04Far fewer confident-but-wrong poses

The most dangerous failure mode for any positioning system isn't a missing pose — it's a confident, wrong one, because downstream systems act on it. Gen2 introduces reject-gating that turns most would-be false positives into either correct localizations or honest rejections. In our constrained-indoor stress test, the false-positive rate collapsed from 73% to 13%.

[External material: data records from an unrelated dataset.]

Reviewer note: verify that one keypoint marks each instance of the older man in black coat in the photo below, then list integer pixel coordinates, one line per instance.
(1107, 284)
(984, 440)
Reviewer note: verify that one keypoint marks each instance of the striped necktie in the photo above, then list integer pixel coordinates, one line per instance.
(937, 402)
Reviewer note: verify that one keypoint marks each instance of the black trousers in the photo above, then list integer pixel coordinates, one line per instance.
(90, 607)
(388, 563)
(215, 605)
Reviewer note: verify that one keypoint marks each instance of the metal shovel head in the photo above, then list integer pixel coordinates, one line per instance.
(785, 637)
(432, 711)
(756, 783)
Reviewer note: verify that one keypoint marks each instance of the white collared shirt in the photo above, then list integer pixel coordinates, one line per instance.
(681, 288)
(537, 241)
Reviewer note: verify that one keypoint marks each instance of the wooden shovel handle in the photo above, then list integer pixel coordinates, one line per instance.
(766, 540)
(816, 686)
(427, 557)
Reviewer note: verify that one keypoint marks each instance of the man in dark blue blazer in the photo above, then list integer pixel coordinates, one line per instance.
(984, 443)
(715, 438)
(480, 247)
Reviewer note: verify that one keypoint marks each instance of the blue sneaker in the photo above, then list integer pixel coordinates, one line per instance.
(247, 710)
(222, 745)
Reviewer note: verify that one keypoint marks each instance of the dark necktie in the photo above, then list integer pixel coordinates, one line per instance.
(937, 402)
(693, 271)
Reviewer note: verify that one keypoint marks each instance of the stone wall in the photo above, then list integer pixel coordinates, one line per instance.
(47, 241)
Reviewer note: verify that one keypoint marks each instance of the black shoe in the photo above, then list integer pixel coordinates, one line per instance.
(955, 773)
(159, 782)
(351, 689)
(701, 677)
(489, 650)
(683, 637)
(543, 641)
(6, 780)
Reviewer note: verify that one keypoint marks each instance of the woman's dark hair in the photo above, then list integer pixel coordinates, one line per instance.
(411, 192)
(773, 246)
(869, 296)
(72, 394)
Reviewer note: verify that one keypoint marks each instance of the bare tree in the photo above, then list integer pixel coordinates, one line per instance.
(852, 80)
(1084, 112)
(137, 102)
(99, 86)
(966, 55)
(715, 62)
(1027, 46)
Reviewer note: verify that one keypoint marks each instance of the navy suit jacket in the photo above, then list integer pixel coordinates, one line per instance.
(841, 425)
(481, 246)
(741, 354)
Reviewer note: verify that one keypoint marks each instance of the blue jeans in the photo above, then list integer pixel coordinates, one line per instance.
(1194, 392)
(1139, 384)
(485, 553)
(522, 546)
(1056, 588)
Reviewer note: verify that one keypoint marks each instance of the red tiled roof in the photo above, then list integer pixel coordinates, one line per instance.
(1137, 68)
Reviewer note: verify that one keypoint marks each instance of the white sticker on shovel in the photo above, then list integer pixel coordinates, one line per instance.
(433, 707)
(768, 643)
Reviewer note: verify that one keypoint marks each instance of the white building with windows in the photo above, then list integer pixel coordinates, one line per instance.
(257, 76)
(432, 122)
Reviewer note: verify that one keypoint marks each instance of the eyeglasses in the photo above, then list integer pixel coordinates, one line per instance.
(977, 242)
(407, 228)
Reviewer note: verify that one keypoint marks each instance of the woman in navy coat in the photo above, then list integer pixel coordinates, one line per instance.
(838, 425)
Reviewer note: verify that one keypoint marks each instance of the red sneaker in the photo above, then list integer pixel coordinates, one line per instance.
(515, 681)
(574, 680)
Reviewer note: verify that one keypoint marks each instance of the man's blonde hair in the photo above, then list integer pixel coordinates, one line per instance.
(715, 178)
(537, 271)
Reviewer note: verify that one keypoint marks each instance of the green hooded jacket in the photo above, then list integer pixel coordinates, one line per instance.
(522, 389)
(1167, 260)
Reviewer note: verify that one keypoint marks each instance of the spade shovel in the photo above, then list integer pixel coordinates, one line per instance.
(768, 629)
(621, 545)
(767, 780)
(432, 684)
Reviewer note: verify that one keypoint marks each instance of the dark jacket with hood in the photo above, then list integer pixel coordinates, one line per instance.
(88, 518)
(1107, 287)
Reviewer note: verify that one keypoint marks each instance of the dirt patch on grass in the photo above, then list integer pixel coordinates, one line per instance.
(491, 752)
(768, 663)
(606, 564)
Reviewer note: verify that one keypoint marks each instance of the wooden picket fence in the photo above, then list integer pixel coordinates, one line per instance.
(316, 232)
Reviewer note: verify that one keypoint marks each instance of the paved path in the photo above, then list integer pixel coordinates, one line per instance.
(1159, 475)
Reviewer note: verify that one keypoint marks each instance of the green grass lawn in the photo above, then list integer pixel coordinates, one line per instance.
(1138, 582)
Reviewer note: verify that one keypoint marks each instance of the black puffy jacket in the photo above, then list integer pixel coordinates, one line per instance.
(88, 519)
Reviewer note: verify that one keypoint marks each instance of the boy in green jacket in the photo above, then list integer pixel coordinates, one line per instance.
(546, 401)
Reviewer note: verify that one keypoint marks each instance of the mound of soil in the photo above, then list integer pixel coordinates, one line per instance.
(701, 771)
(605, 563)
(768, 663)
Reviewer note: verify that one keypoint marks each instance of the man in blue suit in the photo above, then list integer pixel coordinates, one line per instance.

Constrained-indoor stress test — outcome distribution

Across the full multi-scene benchmark these effects compound: total recall climbs from 54.6% to 61.8%, and the net-useful gain holds even after accounting for the handful of scenes where Gen1's per-pose precision was marginally higher.

Build with it

Multi-query localization API

Every benchmark above was measured in single-frame query mode — one image in, one pose out. That's the floor, not the ceiling. MultiSet's Multi-query localization endpoint pushes accuracy further still: it fuses a short burst of frames together with the device's local SLAM data into a single, more robust pose. On top of Gen2's gains, multi-frame fusion adds the most where it's needed most — repetitive corridors and crowded scenes. It's a drop-in upgrade: existing integrations get Gen2 with no code changes.

Read the Map Query API docs →

The short version

Uniform upgrade. Higher recall in every environment type we tested.
Scales with difficulty. Biggest gains in large, repetitive transit and basement spaces — where it counts.
Better median accuracy. Position and rotation error improve across the board, up to 3.4× on the hardest scenes.
Fewer dangerous failures. Reject-gating drops the false-positive rate from 73% to 13% under stress.
No migration cost. Available now on all new maps created after the Platform 2.0.0 release, across all query APIs.